In the 60s-80s, assigning motivations and presumed courses of action according to perceived ethnic or social characteristics was known as “stereotyping,” and it was bad. Now exactly the same thing is termed “identity politics,” and although it is still just as ignorant, it has become the adopted model for each of the major parties. To pander for a few more votes here and there, the mechanism of “intersectionaily” was created, defining the set of views to which everyone in a particular set of “allied” stereotypes is expected to conform. However, dissonance strikes for many when the destruction of their stereotyped identity group becomes a precept of the intersectionality. It is time to decide who will leave the “big tent” (or be voted off the island).

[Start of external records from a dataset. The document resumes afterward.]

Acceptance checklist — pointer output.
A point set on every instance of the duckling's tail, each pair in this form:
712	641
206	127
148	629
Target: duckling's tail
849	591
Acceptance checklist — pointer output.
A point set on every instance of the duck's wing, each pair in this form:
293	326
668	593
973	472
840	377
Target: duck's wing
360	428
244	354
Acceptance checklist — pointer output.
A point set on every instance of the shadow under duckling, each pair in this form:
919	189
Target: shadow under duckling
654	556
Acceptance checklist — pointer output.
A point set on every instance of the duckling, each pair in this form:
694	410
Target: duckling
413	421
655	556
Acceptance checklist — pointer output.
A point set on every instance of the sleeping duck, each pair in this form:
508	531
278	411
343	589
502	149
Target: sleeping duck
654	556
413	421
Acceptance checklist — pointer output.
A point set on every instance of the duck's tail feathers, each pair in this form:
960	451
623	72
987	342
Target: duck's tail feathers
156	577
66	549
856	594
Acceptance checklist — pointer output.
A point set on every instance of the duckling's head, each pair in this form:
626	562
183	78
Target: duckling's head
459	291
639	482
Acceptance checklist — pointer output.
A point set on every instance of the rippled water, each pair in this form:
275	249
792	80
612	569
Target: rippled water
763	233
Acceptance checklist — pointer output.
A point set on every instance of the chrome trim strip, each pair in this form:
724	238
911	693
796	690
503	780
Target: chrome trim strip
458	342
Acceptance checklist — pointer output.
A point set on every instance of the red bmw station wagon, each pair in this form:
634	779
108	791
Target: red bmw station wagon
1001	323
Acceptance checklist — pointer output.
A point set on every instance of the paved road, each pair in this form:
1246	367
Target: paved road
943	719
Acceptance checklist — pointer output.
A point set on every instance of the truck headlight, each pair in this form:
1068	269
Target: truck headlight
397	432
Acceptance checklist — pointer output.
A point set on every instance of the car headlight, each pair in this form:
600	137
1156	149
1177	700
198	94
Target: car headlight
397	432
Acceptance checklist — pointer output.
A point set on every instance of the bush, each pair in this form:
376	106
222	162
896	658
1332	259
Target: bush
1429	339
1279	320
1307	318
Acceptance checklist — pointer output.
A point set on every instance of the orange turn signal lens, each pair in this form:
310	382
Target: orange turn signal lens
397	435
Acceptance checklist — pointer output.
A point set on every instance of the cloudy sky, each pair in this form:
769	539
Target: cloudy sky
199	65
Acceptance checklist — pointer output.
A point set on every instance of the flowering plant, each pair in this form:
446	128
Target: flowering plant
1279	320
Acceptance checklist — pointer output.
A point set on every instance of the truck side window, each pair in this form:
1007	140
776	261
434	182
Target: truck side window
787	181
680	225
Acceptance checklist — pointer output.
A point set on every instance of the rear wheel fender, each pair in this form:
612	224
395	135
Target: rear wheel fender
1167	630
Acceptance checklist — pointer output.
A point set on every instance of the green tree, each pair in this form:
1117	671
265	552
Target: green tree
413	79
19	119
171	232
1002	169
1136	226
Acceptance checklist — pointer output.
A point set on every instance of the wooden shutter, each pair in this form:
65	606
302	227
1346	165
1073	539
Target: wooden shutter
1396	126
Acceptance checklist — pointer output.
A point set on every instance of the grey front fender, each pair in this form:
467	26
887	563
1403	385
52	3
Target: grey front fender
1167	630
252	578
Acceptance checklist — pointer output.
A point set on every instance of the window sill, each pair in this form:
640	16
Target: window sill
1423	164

Schumer and Biden are trying so very hard to appease the majority and minority of the party, and I have to believe that they are smart enough to realize that it won’t work, but don’t see any alternative other than complete surrender to the left wing radicals.
Trump is looking more and more likely.
Antisemitism is a mental illness. It’s a virus that attacks the brain, and spreads like any other viral infection. It attacks the minds of those on the left as well as those on the right. It needs to be addressed before it becomes a pandemic, perhaps it already has reached that level in this country. Senator Schumer did the right thing in addressing this problem. Hopefully others will do the same.